L’ESPRIT EST FORT MAIS LA CHAIR EST FAIBLE

L’esprit est fort mais la chair est faible: on a tous au moins une fois entendu cette phrase.  Mais comprend-on ce qu’elle veut dire?  Et d’abord, sait-on qui l’a prononcée?  C’est Jésus-Christ lui-même, trouvant ses disciples endormis au jardin des Oliviers, peu avant son arrestation, son procès et sa crucifixion.  Il leur avait pourtant demandé de veiller au moins une heure avec lui, pendant qu’il allait prier. Mais ils n’ont pas pu, tellement ils avaient sommeil.  La faiblesse de la nature humaine l’a emporté sur la nécessité de veiller et de rester concentré au moment d’un événement décisif.

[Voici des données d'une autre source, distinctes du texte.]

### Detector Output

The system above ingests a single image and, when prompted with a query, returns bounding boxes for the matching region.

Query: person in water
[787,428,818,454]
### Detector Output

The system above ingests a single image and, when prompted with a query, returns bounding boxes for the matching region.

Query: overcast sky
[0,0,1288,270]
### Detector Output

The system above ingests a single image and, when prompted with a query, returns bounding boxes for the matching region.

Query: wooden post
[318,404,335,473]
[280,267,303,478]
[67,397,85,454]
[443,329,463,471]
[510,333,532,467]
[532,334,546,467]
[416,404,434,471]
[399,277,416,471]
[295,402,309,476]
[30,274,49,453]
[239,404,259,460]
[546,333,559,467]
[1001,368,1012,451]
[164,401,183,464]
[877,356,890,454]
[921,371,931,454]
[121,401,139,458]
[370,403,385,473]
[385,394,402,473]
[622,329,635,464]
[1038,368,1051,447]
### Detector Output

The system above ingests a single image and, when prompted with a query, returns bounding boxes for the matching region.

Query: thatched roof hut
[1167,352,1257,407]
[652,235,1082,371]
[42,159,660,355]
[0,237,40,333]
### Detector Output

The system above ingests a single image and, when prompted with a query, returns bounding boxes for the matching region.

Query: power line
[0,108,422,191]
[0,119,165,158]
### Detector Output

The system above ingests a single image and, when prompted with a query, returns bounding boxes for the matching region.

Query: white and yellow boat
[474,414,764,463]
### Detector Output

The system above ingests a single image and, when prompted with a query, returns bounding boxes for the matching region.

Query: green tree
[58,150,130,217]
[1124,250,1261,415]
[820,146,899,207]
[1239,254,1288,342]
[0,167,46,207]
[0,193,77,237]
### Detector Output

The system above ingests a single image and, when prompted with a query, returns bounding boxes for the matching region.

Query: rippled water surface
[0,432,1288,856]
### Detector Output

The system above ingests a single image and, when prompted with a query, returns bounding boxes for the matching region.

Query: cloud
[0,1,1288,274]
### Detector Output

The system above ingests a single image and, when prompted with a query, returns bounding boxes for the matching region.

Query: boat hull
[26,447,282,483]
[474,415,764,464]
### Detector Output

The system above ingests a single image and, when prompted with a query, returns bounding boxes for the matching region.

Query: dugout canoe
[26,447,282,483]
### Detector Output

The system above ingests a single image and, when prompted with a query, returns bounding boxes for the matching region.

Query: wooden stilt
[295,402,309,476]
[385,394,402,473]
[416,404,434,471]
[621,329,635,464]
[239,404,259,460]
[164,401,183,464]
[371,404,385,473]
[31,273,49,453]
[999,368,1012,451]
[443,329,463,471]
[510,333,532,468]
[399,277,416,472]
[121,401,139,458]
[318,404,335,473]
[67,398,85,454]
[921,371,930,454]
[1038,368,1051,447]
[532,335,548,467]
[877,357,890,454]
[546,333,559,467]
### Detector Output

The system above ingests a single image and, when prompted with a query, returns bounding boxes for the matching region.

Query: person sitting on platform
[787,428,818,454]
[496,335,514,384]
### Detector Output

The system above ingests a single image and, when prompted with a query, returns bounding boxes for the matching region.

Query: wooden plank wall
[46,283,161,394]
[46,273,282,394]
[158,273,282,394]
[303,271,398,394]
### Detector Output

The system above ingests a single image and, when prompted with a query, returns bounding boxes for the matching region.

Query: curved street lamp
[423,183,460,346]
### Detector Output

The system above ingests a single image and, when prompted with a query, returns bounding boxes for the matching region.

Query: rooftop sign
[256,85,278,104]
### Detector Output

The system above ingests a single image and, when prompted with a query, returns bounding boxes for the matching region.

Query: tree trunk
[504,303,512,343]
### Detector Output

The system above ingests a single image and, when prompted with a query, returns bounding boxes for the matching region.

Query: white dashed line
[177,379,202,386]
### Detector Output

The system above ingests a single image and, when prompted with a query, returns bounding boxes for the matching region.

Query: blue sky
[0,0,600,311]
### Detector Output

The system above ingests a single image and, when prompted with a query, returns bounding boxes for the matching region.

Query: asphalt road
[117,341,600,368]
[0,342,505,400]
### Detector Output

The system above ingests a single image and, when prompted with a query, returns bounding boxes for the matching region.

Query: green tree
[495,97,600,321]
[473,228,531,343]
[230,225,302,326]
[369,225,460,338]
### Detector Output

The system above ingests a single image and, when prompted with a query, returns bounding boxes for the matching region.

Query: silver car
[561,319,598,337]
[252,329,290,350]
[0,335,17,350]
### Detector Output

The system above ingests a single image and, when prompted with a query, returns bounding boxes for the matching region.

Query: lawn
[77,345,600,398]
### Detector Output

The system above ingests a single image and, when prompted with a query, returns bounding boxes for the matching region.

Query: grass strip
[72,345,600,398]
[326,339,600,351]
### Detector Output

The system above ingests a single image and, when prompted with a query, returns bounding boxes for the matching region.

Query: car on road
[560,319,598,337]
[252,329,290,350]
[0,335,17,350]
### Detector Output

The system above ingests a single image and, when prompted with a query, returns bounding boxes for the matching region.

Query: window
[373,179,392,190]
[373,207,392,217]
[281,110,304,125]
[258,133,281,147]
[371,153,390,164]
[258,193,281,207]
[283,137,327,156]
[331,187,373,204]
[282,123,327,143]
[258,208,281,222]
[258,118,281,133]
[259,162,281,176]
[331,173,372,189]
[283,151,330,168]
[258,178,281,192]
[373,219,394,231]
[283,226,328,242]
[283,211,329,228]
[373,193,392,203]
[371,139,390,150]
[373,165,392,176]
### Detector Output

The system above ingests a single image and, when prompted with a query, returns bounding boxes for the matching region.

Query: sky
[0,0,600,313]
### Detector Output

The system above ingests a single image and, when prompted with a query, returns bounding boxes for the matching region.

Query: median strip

En langage biblique, la chair est souvent prise pour cette nature humaine bien faible, soumise à des tentations de tous ordres, incapable de faire triompher l’impératif de la volonté divine, par la soumission de la volonté humaine à cet impératif divin.  Il s’agit d’un état de faiblesse chronique.  Alors que faire?  Comment s’élever au-dessus  de cette contingence apparemment inéluctable?  Il n’y a qu’une réponse à cela: reconnaître devant Dieu notre condition de faiblesse et demander tous les jours à son Esprit Saint de guider notre esprit, afin qu’il contrôle, dirige et soumette notre existence toute entière à l’impératif divin.  Il n’y a pas de solution magique, immédiate, il n’y a que la prière et le recours à la Grâce et la puissance divines.  Il n’y a que le regard plein de foi qui se concentre toujours davantage sur la personne de Jésus-Christ, lui qui n’a pas flanché au moment de l’épreuve décisive.

Cette contemplation active amène le croyant à suivre Jésus-Christ sur un chemin certes difficile, mais libérateur: celui qui consiste à faire mourir la nature humaine opposée à l’Esprit de Dieu.  C’est ce que l’on appelle crucifier la chair.  L’apôtre Paul en parle de manière très nette dans sa lettre aux chrétiens galates: Ceux qui appartiennent à Jésus-Christ ont crucifié l’homme livré à lui-même avec ses passions et ses désirs.  Puisque l’Esprit est la source de notre vie, laissons-le aussi diriger notre conduite.  Ne soyons pas vaniteux et évitons de nous provoquer les uns les autres et de nous jalouser mutuellement.  Un peu plutôt dans le même passage, il a décrit les fruits de l’homme livré à lui-même, en d’autres termes les fruits de la chair, et, en contraste, le fruit de l’Esprit: Tout le monde voit bien ce qui procède de l’homme livré à lui-même: l’immoralité, les pratiques dégradantes et la débauche, l’adoration des idoles et la magie, les haines, les querelles, la jalousie, les accès de colère, les rivalités, les dissensions, les divisions, l’envie, l’ivrognerie, les orgies et autres choses de ce genre.  Je ne puis que répéter ce que j’ai déjà déclaré à ce sujet: ceux qui commettent de telles actions n’auront aucune part à l’héritage du royaume de Dieu.  Mais le fruit de l’Esprit c’est l’amour, la joie, la paix, la patience, l’amabilité, la bonté, la fidélité, la maîtrise de soi.  La Loi ne condamne certes pas de telles choses.